56 - Música e beleza

                Algo delicioso, um presente maravilhoso dos “deuses” para todos nós, é a música! Sei que muitos e muitos concordam comigo! Acompanhei, na sexta, um aluno em adaptação na escola, na aula de canto. Um momento ímpar! Na sala iluminada pela claridade do sol, sentados no chão, ao redor do piano, alunos do 4º ano, alegres e descontraídos, faziam a leitura das melodias do repertório da manhã. De repente, acordes no piano, produzidos pela professora, fizeram a chamada e todos silenciaram. E meu coração disparou como sempre, ao som deste instrumento. O conjunto de vozes era lindo! E cantavam com prazer! Sorriam e ao mesmo tempo estavam compenetrados e não houve nenhum som dissonante! Eles sabiam os tons, os altos e baixos e, como disse e é importante repetir; cantavam com prazer e as melodias enchiam o ambiente e se projetavam para além dele e, em quase todos os cantos da escola era possível inebriar-se e relaxar! Impossível, naqueles momentos, era conceber que podemos criar melodias maravilhosas, extrair sons belíssimos de instrumentos e de nossas vozes; experimentar emoções sublimes quando da audição dos mesmos e, em outros momentos, produzir tantas coisas dissonantes, grotescas até... E as crianças, vivendo intensamente seu momento presente, cantavam palavras assim, que acordavam e faziam vibrar os meus sentimentos: “apagaram tudo, pintaram tudo de cinza”... “nós que passamos apressados pelas ruas da cidade, merecemos ler as letras e as palavras de gentileza”... “ Amor, palavra que liberta, já dizia o profeta”..."hoje é semente do amanhã”... “não se desespere não, nem pare de sonhar”... “nasça sempre com as manhãs”... “fé na vida, fé no homem”... tão bonito! E o menino, que está conhecendo a escola, capturou e falou, tocado: “quero ficar aqui; quero aprender cantar...é a escola mais bacana que eu já vi”! E eu entendi o que ele quis dizer; que havia ali acolhimento e espaço para a expressão dos sentimentos, coisa que as crianças percebem, “sacam” mais rapidamente do que nós adultos.

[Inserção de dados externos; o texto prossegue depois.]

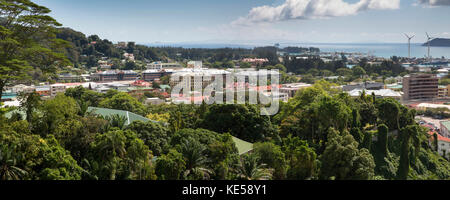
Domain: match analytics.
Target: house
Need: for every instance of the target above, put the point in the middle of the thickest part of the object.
(442, 91)
(130, 117)
(292, 88)
(445, 128)
(255, 61)
(367, 86)
(443, 143)
(43, 90)
(57, 88)
(384, 93)
(154, 101)
(195, 64)
(68, 77)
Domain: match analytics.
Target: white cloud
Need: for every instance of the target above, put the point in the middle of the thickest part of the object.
(313, 9)
(435, 2)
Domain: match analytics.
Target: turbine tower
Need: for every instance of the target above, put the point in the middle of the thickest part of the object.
(428, 44)
(409, 44)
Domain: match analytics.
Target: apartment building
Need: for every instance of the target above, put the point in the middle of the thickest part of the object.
(420, 87)
(443, 91)
(57, 88)
(152, 74)
(160, 65)
(197, 78)
(113, 75)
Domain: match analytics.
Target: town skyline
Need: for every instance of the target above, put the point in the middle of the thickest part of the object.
(269, 21)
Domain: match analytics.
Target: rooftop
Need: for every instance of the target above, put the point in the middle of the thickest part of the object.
(382, 93)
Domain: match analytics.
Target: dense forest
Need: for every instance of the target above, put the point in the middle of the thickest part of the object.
(320, 134)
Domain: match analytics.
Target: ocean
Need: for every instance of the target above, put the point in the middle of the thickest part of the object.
(385, 50)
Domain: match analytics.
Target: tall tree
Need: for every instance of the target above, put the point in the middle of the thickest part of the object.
(27, 39)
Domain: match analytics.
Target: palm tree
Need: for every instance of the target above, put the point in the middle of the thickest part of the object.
(112, 148)
(116, 121)
(8, 168)
(195, 160)
(250, 169)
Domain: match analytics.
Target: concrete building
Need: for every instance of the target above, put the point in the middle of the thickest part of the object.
(445, 127)
(57, 88)
(195, 64)
(69, 78)
(43, 90)
(367, 86)
(443, 91)
(443, 144)
(383, 93)
(420, 87)
(192, 78)
(154, 101)
(292, 88)
(114, 75)
(152, 74)
(127, 75)
(255, 61)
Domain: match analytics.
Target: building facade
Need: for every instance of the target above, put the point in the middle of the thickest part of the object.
(420, 87)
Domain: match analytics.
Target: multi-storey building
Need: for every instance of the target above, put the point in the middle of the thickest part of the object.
(57, 88)
(160, 65)
(420, 87)
(197, 78)
(443, 91)
(127, 75)
(152, 74)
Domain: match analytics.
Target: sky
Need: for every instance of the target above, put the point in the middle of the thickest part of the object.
(253, 21)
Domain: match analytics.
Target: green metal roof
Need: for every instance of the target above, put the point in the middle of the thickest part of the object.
(164, 86)
(446, 124)
(131, 117)
(243, 146)
(8, 115)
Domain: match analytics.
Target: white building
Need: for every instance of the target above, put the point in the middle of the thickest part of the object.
(292, 88)
(57, 88)
(443, 145)
(154, 101)
(445, 127)
(195, 64)
(160, 65)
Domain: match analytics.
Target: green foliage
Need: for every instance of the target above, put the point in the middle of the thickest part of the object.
(272, 155)
(120, 155)
(54, 112)
(154, 135)
(242, 121)
(27, 40)
(389, 113)
(301, 159)
(30, 157)
(123, 101)
(170, 166)
(342, 160)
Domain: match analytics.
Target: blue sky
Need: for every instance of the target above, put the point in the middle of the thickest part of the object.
(234, 21)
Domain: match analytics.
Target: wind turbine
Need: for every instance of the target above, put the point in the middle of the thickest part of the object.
(409, 44)
(428, 44)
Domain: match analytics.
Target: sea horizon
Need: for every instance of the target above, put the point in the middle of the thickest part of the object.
(379, 49)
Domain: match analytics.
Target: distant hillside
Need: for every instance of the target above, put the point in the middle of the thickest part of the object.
(439, 42)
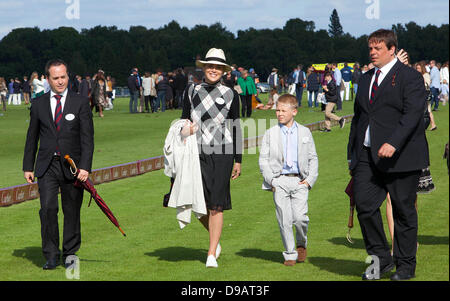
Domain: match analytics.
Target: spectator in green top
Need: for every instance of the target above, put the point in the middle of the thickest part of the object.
(248, 89)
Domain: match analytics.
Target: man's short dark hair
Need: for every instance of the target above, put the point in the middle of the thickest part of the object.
(53, 63)
(384, 35)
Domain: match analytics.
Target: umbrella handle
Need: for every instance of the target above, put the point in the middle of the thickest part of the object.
(350, 218)
(72, 165)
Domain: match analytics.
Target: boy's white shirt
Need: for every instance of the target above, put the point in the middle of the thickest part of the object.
(181, 161)
(271, 159)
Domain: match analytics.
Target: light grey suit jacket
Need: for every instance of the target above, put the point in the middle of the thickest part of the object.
(271, 158)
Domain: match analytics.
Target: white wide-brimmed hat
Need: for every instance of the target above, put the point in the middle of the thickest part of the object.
(214, 56)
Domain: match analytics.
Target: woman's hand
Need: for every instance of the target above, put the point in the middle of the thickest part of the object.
(189, 128)
(236, 171)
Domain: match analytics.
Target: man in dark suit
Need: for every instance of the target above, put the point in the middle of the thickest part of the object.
(386, 151)
(133, 86)
(61, 121)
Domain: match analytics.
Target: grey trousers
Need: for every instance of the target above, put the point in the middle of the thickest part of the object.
(291, 207)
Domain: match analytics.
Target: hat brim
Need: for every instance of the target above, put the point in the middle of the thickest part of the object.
(201, 64)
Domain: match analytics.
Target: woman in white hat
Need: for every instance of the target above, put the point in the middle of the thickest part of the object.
(212, 113)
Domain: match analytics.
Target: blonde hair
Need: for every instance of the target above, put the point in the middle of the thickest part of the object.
(288, 99)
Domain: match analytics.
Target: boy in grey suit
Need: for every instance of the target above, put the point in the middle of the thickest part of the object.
(289, 165)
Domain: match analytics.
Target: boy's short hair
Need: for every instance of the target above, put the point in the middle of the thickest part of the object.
(288, 99)
(55, 62)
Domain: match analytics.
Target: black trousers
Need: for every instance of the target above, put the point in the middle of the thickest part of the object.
(71, 199)
(339, 101)
(246, 101)
(370, 189)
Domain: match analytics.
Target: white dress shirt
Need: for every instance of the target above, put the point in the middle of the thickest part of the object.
(53, 102)
(383, 72)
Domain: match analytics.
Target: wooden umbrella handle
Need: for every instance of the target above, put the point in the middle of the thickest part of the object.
(72, 164)
(350, 218)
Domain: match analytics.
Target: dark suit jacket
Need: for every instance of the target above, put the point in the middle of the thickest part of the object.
(395, 117)
(331, 94)
(133, 84)
(75, 138)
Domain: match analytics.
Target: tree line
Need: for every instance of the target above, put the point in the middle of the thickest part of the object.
(116, 51)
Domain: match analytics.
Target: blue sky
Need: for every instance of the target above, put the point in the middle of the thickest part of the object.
(233, 14)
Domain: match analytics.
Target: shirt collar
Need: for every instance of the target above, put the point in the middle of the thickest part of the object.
(285, 129)
(386, 68)
(64, 94)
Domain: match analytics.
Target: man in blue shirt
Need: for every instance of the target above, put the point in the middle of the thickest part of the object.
(435, 85)
(347, 78)
(338, 79)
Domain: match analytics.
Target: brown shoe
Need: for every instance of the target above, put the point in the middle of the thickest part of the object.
(289, 263)
(301, 254)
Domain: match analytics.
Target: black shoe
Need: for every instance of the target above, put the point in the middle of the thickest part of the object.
(51, 264)
(66, 263)
(399, 275)
(383, 271)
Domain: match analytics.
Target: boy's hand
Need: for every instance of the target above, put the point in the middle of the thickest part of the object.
(306, 183)
(29, 176)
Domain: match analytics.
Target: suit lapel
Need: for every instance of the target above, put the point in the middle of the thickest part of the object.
(65, 110)
(279, 143)
(365, 88)
(386, 82)
(49, 113)
(299, 142)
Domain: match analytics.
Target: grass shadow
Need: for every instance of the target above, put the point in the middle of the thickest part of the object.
(33, 254)
(261, 254)
(432, 240)
(339, 266)
(358, 243)
(175, 254)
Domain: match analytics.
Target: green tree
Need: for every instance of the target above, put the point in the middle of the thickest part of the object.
(335, 27)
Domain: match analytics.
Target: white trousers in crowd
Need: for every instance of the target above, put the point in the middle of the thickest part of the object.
(291, 207)
(347, 91)
(291, 89)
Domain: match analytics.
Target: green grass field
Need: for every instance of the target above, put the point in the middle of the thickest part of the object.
(156, 249)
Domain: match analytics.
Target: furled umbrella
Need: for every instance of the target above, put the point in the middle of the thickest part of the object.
(89, 186)
(349, 192)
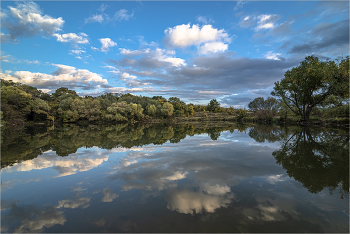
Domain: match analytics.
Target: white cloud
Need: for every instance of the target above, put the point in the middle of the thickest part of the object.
(106, 44)
(184, 35)
(187, 201)
(274, 56)
(122, 14)
(134, 53)
(177, 176)
(73, 38)
(160, 55)
(78, 52)
(27, 21)
(108, 196)
(204, 20)
(64, 75)
(239, 5)
(157, 54)
(95, 18)
(266, 21)
(75, 203)
(213, 47)
(130, 80)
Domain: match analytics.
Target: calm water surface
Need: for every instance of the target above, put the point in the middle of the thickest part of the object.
(179, 178)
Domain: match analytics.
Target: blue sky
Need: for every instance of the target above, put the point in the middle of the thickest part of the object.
(233, 51)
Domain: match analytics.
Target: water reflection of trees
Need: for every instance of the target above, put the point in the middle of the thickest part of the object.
(25, 144)
(316, 157)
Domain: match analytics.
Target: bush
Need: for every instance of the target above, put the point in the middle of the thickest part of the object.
(241, 113)
(264, 114)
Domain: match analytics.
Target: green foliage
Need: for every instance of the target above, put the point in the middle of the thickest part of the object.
(167, 109)
(231, 110)
(151, 110)
(259, 103)
(241, 113)
(15, 104)
(311, 83)
(213, 104)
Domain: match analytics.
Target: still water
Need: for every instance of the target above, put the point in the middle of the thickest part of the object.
(175, 178)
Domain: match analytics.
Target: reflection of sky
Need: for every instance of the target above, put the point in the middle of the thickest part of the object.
(197, 176)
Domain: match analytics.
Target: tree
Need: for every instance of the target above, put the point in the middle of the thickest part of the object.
(167, 109)
(256, 104)
(309, 84)
(213, 104)
(151, 110)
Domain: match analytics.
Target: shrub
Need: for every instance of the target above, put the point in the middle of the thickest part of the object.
(264, 114)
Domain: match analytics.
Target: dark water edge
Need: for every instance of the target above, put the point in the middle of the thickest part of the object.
(201, 177)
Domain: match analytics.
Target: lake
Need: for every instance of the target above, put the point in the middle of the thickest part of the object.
(175, 178)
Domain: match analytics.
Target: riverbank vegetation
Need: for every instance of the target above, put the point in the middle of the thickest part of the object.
(314, 91)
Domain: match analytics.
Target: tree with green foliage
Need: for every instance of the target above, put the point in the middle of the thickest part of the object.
(241, 113)
(213, 104)
(15, 104)
(167, 109)
(309, 84)
(151, 110)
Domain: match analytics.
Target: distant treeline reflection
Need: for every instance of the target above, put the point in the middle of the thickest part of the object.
(316, 157)
(68, 138)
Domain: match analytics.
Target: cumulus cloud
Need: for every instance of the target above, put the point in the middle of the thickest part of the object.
(188, 202)
(82, 202)
(239, 5)
(122, 14)
(26, 20)
(184, 35)
(29, 218)
(274, 56)
(213, 47)
(101, 17)
(108, 196)
(73, 38)
(96, 18)
(263, 21)
(332, 38)
(204, 20)
(107, 43)
(150, 59)
(130, 80)
(266, 21)
(64, 75)
(64, 166)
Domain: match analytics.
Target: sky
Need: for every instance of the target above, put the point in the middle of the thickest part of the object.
(233, 51)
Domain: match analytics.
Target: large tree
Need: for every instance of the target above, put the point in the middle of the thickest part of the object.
(309, 84)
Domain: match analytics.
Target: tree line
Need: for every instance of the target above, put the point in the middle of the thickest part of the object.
(20, 103)
(315, 87)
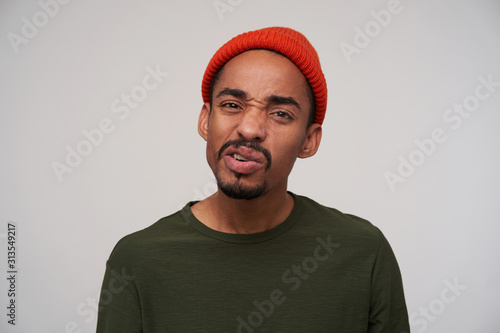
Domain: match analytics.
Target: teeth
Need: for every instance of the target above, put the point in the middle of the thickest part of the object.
(239, 157)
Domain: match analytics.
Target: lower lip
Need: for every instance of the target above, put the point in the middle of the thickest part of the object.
(241, 167)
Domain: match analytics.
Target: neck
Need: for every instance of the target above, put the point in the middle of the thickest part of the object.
(225, 214)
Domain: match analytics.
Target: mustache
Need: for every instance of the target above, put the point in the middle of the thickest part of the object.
(248, 144)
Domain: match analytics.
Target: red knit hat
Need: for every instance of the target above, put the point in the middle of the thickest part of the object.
(290, 43)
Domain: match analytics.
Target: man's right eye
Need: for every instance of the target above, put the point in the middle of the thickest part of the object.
(230, 105)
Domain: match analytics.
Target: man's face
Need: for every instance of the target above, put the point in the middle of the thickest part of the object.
(258, 124)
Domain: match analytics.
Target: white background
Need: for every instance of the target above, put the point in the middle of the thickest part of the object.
(62, 79)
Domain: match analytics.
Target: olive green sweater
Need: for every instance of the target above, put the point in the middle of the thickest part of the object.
(318, 271)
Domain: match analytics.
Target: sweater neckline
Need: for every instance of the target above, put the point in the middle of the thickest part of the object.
(244, 238)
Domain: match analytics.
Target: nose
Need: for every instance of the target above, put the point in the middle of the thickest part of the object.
(252, 125)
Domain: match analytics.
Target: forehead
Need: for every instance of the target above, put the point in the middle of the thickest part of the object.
(263, 72)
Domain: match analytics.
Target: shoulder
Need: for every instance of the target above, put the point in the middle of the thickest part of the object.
(149, 242)
(349, 227)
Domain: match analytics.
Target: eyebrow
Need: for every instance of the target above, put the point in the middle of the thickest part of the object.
(273, 99)
(276, 99)
(232, 92)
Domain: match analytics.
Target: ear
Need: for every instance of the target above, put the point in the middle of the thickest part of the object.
(203, 121)
(311, 142)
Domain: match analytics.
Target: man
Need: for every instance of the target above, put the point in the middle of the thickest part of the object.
(254, 257)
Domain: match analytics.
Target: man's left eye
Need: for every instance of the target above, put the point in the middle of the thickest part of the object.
(282, 114)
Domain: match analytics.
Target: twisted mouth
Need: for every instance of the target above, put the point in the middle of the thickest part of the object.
(245, 151)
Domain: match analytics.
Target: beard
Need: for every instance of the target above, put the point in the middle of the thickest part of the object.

55 – Entre as farpas, por vezes

       A tendência é fugir, tanto faz se para dentro ou para fora, quando dores ou dificuldades dizem: “presente”. Uma porção de energia e tempo empregados em vão, nesta estratégia. Bobagem. Não se consegue fugir disto que é pessoal e intransferível, seja ele passageiro ou duradouro. Melhor mergulhar, logo de vez; deslizar por entre as farpas; quem sabe se aprenda, compreenda e se chegue do outro lado, melhor. Por entre as farpas, alheias e lindas, borboletas coloridas balançam ao sabor da doce brisa, presas ao móbile da janela. E cada um vê e interpreta, reage,  de acordo com seu conteúdo.

54 - MULHER

Ligo e desligo
deleto e volto atrás
a velha e a nova
a infantil e a madura
a criança e a mulher
a santa e a pecadora
a doce e a amarga
a forte e a fraca
a racional e a emotiva
a banal e a séria
a trabalhadora e a preguiçosa
a ligada e a desligada
a presente e a ausente
a apaixonada e a culpada
a idealista e a moralista
a sonhadora e a árida
a criativa e a medrosa
a que escreve e a que não fala
a que crê e a que duvida...
Tudo intenso demais
forte demais
extremado demais!
Em alternância contínua...








53 - SOPHIA

      Sophia... Eu gosto muito deste nome, é doce! Mais especialmente gosto da combinação Phistis Sophia, do que representa para mim e tantos outros; deste mundo maravilhoso de significados que inquieta e renova o coração e a mente, porque estabelece relação, pontes entre passado e presente; entre homens e mulheres de todos os tempos que desejaram e ampliaram o olhar, o conhecimento e a compreensão. É uma história bonita a que acompanha este nome Phistis Sophia. Phistis, a confiança, a fé, mas não a fé ingênua, de ouvir e simplesmente aceitar; mas a que envolve a experimentação e a compreensão, o que é bem diferente. Sophia, a sabedoria, o feminino do que foi primeiro-gerado, então a primeira-gerada, a Toda-Criadora Sophia, a mãe do universo, o amor. Os sofistas gregos buscavam justamente isto, a sabedoria, o conhecimento sobre todas as coisas simples ou complexas do cotidiano. Hoje, buscam os insatisfeitos com as superficialidades; querendo adentrar no campo dos mistérios, daquilo que aguça a curiosidade, que não se satisfaz com o sim e não, com o lugar comum, com as simplificações e generalizações; que intuem que as coisas sejam um pouco mais do que aparentam ou do que captamos num primeiro olhar; os que indagam, investigam sobre a razão para as coisas serem ou acontecerem do jeito que aparecem... Phistis Sophia... tantas coisas... um livro, um ensinamento profundo, uma descoberta, um tesouro; um espaço, um lugar, um aprendizado, um encontro, um sentimento mediando e qualificando todos os outros na categoria dos sagrados; não do ou só do sagrado ideal e inatingível das religiões; mas do sagrado real que posso experimentar enquanto me compreendo mulher e o que faço aqui.



52 - DESCONFORTO

   Andava pela rua do bairro, silenciosamente, no intervalo do almoço, processando demandas e vivências densas, profundas que o trabalho oportuniza e das quais preciso, em alguns momentos, no cotidiano, me distanciar para justamente processar, compreender, reelaborar, retomar e então, continuar.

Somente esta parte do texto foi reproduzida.